Martin Fowler is a well-respected thinker and leader in this field ... Software patents are treated as an asset class that can easily be bought and sold, like a stock or bond. There's a big market for them. And that's a big problem. The acquisition of these assets generally means that the inventor -- the entity that patent laws exist to protect -- is out of the picture, leaving those with big money the ammunition to sue, but perhaps not the ambition to innovate. Patent law is long-overdue for fundamental change.
I don't think this passes economics 101. It's often incredibly hard for an individual inventor to bring their invention to market even with a patent.
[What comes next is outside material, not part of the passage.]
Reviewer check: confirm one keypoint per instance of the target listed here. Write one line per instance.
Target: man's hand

Freedom to sell or license their patent instead of requiring every inventor to also build a successful startup enhances their incentive to invent and their capability of bringing an invention into the market, in the same way that freedom to sell oil you've extracted from the Earth enhances the incentive to extract oil and increases its availability in the market.
That may be true in other fields, but that argument makes some assumptions about invention and production that don't hold true for software.
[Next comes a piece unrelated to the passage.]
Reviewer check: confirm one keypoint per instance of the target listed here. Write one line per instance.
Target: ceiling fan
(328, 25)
First, the notion that production is so expensive that a lone developer cannot realize their idea. This isn't true. Any developer can build and market a product single-handedly, in the majority of niches of the software market.
Secondly, the idea that a patentable idea is born first, and then a product is built based on it. That happens now and then, but it's rare (e.g. RSA patent). The common case is that a developer sets out to build a better mousetrap, delivers a piece of working software, and only afterwards realizes they've had a patentable idea. By that time they also have a marketable product.